The Canadians were both put on trial in March. In August, Spavor was sentenced to 11 years in prison, while there had been no decision for Kovrig.
Two Australian citizens of Chinese ethnicity remain in custody there, however. Yang Hengjun was arrested in January 2019 and Cheng Lei, a journalist, was detained in August 2020.
Meanwhile, the Covid-19 commission affiliated with the Lancet scientific journals was disbanded this week because of its association with Daszak and the EcoAlliance, which sponsored US-funded virus research at Wuhan.
History’s verdict
Trump and Pompeo may feel vindicated by history if the Wuhan affair is ever resolved.
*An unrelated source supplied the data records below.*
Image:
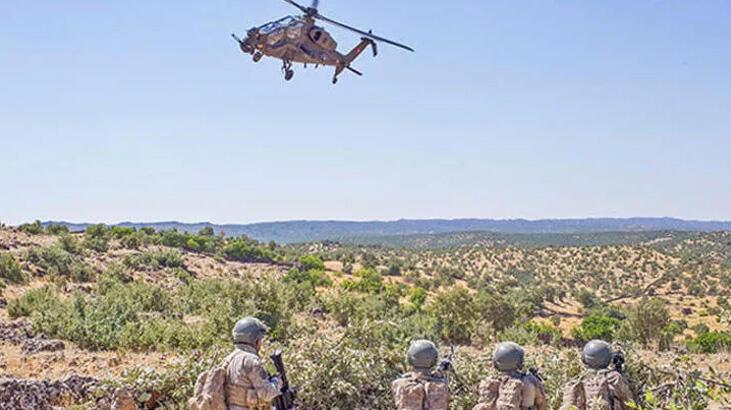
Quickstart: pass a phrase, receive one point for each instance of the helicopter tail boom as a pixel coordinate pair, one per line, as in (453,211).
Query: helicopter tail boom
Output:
(358,50)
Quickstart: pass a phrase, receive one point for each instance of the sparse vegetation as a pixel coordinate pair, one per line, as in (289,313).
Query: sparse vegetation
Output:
(346,323)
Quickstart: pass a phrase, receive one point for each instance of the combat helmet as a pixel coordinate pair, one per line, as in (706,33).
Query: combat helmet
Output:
(423,354)
(508,357)
(597,354)
(248,331)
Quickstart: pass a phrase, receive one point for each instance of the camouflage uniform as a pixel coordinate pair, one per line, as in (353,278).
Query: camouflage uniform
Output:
(248,386)
(421,390)
(588,392)
(512,390)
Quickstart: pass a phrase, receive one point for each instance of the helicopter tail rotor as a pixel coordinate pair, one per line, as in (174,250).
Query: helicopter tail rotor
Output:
(312,12)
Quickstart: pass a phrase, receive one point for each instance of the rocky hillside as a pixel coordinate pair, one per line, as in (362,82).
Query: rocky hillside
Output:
(117,316)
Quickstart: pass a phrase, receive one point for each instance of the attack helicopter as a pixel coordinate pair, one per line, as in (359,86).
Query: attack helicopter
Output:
(298,39)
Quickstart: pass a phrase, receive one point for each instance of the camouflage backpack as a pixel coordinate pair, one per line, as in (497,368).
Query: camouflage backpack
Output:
(415,392)
(590,392)
(210,389)
(501,393)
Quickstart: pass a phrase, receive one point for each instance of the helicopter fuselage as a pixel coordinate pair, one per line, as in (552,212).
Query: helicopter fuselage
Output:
(296,40)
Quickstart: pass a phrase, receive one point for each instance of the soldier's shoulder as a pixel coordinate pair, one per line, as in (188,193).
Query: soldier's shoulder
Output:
(616,377)
(490,381)
(532,379)
(438,378)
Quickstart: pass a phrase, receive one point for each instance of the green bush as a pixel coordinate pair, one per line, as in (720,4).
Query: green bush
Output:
(10,269)
(645,321)
(710,342)
(54,260)
(454,312)
(368,280)
(245,250)
(40,299)
(597,326)
(311,262)
(35,228)
(71,244)
(57,229)
(154,260)
(316,278)
(417,297)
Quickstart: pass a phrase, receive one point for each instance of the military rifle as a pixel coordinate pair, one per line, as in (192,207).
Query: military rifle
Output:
(536,373)
(446,364)
(618,361)
(287,396)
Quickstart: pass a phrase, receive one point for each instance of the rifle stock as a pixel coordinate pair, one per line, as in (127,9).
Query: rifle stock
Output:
(286,399)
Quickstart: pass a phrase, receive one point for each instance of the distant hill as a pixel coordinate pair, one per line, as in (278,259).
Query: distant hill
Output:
(307,231)
(522,240)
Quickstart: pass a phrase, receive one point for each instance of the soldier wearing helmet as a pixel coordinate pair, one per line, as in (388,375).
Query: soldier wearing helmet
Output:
(512,388)
(248,385)
(422,388)
(599,387)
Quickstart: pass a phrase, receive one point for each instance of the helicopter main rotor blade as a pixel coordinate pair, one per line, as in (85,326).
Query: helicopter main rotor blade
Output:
(299,6)
(361,32)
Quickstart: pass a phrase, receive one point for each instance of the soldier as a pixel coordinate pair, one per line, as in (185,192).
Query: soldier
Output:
(248,385)
(599,387)
(422,388)
(512,389)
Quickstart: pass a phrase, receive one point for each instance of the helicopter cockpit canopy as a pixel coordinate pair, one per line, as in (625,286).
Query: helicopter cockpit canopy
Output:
(276,25)
(322,38)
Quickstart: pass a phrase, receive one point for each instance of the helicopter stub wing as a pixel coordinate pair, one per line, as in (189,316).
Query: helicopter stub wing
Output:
(363,33)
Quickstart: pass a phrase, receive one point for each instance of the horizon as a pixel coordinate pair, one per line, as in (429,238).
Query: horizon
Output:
(264,222)
(604,109)
(200,222)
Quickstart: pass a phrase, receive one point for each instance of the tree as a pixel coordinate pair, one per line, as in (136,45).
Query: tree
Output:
(311,262)
(646,320)
(454,312)
(498,311)
(597,326)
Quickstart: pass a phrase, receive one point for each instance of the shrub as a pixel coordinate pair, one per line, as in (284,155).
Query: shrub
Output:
(70,244)
(53,260)
(155,260)
(245,250)
(311,262)
(454,312)
(498,311)
(710,342)
(35,228)
(597,326)
(10,269)
(40,299)
(120,232)
(417,297)
(369,281)
(57,229)
(646,321)
(316,278)
(545,332)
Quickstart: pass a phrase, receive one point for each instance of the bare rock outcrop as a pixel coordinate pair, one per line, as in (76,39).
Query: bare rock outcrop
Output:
(16,394)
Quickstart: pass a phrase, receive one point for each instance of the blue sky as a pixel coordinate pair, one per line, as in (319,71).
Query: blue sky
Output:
(141,110)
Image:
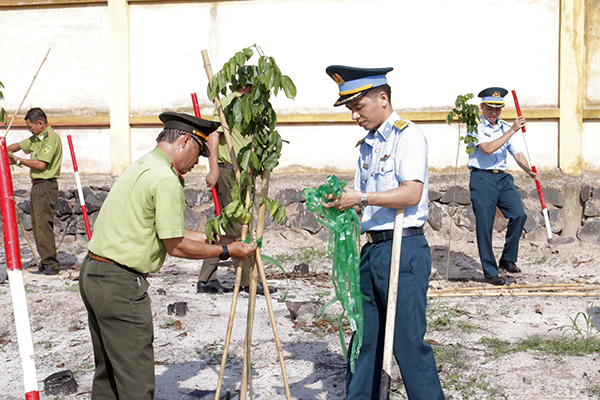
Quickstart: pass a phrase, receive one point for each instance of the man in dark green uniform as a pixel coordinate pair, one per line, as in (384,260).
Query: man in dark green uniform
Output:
(142,220)
(45,148)
(221,179)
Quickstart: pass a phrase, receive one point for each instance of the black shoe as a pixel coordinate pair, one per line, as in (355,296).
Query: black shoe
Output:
(213,287)
(497,281)
(259,289)
(509,266)
(46,270)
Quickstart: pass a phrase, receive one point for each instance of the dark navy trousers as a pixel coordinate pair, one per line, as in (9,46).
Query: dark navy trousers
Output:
(414,356)
(489,191)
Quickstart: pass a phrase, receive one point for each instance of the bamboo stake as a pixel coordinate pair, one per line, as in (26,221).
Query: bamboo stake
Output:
(26,93)
(238,273)
(236,291)
(217,102)
(390,322)
(260,224)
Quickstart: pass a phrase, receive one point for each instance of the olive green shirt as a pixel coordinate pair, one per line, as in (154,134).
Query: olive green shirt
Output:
(237,140)
(46,147)
(144,206)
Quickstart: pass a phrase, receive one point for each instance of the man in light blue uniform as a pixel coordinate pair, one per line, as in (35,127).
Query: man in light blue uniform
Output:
(391,173)
(492,187)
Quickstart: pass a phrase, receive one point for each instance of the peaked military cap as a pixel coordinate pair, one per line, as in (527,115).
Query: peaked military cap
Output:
(493,97)
(198,127)
(354,82)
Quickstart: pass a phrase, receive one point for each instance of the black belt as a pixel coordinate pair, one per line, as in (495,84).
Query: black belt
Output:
(113,262)
(34,181)
(381,236)
(492,171)
(226,165)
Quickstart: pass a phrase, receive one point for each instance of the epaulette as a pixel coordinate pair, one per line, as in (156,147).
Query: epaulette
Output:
(400,124)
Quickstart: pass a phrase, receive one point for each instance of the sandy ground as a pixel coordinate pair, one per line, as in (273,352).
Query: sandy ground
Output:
(188,348)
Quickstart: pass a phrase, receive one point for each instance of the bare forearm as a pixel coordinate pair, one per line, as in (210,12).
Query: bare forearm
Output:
(407,195)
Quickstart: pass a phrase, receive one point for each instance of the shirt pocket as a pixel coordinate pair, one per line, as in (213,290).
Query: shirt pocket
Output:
(385,175)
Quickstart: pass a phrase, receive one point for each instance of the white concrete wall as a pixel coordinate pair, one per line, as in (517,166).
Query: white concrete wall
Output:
(438,49)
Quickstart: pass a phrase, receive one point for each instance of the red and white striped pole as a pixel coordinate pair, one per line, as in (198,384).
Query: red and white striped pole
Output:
(537,182)
(15,276)
(214,191)
(79,190)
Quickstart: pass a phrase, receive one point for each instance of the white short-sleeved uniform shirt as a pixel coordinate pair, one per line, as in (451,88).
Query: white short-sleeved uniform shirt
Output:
(394,153)
(486,132)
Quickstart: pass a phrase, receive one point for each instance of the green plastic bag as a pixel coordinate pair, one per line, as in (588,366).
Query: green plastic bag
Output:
(344,250)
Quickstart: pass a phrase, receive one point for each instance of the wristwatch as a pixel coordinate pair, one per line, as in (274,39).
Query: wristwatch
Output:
(225,254)
(364,200)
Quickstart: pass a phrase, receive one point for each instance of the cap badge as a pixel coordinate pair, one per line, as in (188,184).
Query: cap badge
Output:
(338,79)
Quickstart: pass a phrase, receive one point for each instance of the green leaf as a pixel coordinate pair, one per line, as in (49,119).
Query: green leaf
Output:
(288,87)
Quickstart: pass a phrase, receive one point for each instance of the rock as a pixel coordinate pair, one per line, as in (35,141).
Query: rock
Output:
(535,220)
(551,196)
(434,195)
(590,231)
(463,196)
(93,202)
(538,235)
(25,206)
(592,208)
(305,310)
(301,268)
(63,209)
(523,194)
(465,217)
(289,196)
(180,309)
(60,384)
(20,193)
(586,193)
(557,221)
(436,215)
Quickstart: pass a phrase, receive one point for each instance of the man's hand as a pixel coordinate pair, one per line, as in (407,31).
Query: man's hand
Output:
(348,199)
(534,175)
(241,250)
(519,123)
(212,178)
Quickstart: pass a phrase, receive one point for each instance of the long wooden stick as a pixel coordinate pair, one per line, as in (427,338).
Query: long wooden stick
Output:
(236,291)
(217,102)
(260,224)
(26,93)
(390,319)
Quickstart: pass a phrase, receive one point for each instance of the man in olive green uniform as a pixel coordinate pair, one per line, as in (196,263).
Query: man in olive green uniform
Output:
(45,148)
(142,220)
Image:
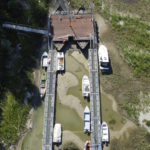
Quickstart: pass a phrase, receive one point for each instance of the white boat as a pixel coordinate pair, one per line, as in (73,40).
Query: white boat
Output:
(57,133)
(85,86)
(87,119)
(105,133)
(43,84)
(44,60)
(87,145)
(103,58)
(60,61)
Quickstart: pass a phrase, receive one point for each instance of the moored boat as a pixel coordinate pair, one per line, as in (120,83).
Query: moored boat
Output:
(85,86)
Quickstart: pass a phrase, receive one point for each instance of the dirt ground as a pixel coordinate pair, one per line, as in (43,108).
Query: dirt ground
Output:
(64,83)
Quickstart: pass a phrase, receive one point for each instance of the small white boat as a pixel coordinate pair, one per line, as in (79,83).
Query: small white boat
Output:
(105,133)
(85,86)
(43,84)
(87,145)
(87,119)
(60,61)
(103,58)
(44,60)
(57,133)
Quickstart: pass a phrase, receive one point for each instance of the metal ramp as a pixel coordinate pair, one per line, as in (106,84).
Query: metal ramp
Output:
(95,101)
(25,28)
(49,103)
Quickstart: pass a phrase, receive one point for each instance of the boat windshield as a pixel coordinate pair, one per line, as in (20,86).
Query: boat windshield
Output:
(104,64)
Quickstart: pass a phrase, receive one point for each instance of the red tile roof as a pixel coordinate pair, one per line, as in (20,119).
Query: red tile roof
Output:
(79,26)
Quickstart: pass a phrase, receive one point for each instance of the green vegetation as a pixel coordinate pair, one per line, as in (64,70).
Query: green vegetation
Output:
(138,139)
(14,116)
(71,121)
(147,122)
(133,39)
(70,146)
(17,66)
(33,140)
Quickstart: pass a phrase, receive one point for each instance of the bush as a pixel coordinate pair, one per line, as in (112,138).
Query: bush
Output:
(148,123)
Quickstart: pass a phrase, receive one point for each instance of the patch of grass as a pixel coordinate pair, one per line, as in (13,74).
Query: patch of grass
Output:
(112,122)
(70,146)
(33,139)
(148,123)
(138,139)
(70,120)
(133,40)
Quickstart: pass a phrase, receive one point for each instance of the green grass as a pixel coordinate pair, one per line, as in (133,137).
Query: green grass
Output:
(133,39)
(33,140)
(138,139)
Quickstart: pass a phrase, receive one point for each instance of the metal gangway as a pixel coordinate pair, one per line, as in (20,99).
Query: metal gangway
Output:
(25,28)
(95,101)
(49,103)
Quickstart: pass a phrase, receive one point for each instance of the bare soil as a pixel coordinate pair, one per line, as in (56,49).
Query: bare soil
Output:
(64,83)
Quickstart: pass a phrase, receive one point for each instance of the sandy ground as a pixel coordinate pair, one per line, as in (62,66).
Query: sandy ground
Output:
(81,59)
(64,83)
(73,138)
(144,116)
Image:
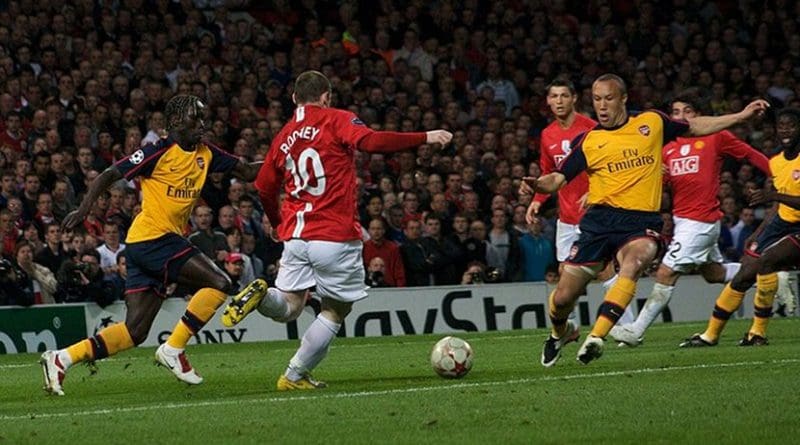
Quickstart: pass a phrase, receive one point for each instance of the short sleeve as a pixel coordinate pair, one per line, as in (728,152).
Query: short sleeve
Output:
(351,129)
(672,128)
(142,161)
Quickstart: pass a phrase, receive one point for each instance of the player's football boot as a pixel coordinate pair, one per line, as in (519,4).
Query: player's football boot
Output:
(625,336)
(696,341)
(179,365)
(244,302)
(551,351)
(753,340)
(284,384)
(53,371)
(591,349)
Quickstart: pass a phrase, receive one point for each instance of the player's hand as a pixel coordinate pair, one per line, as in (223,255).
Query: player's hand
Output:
(583,200)
(531,216)
(442,137)
(528,185)
(755,108)
(760,196)
(72,219)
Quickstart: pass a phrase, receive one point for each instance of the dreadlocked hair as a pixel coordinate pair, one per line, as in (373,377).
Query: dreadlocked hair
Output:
(179,106)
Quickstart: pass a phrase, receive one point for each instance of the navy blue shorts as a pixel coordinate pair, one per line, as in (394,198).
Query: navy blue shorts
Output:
(773,232)
(154,264)
(604,230)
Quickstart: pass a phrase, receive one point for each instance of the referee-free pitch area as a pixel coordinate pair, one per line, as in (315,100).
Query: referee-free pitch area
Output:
(382,390)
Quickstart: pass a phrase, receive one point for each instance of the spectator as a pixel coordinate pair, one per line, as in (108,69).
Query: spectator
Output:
(378,246)
(53,254)
(537,254)
(234,267)
(211,242)
(415,258)
(81,280)
(110,250)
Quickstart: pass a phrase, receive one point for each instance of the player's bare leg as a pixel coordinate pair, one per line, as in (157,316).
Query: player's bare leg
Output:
(783,255)
(142,308)
(634,258)
(727,303)
(571,286)
(201,273)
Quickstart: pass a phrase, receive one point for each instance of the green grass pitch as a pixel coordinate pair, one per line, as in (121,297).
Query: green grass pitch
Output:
(382,390)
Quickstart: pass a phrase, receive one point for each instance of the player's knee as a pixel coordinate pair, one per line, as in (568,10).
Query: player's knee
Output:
(138,334)
(767,264)
(223,283)
(665,275)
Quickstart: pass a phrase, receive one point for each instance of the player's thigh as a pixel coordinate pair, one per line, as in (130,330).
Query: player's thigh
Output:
(295,273)
(693,244)
(636,256)
(566,235)
(338,269)
(783,255)
(199,272)
(142,308)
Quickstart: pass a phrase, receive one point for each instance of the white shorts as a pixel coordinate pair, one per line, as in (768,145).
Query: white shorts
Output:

Another delayed controversy – special counsel John Durham’s probe into Hillary Clinton’s campaign claims of links between the Trump Organisation and a Russian bank – found decidedly in Trump’s favour.
Trump had pressed for this report to be completed before last year’s election date. However, it didn’t surface until September 16, with Durham indicting Clinton lawyer Michael Sussman for making false statements to the FBI.
The verdict on Trump’s abuse of power, abundantly presented by Leonnig and Rucker in forensic detail, will be more immediate. Their final chapters on the Trump campaign’s management, the false claims of election fraud, the insurrection against Congressional approval and rampage through the Capitol building on January 6, 2021, and the unprecedented breaches of protocol in the handover, are searing in their condemnation.
Only a person not interested in reading books would grant several hours to writers who have described these actions as “catastrophic”. Their book falls somewhere between Michael Wolff’s fanciful account, Landslide: The Final Days of the Trump Presidency, and Bob Woodward’s Peril (co-written with another Post journalist, Robert Costa), the final in a trilogy on the Trump years.
Woodward (with Carl Bernstein) pioneered the “trust me” use of anonymous sources to recreate fly-on-the-wall conversations. Some 200 “insiders” were interviewed for Peril. Leonnig and Rucker interviewed 140, most of them on the record and many revealing new material. They note where their version of conversations and events are challenged by participants. How historians judge the veracity of these accounts remains in the future.
I Alone Can Fix It: Donald J Trump’s catastrophic final year, by Carol Leonnig and Philip Rucker (Bloomsbury)
Nevil Gibson is a former editor at large for NBR. He has contributed film and book reviews to various publications.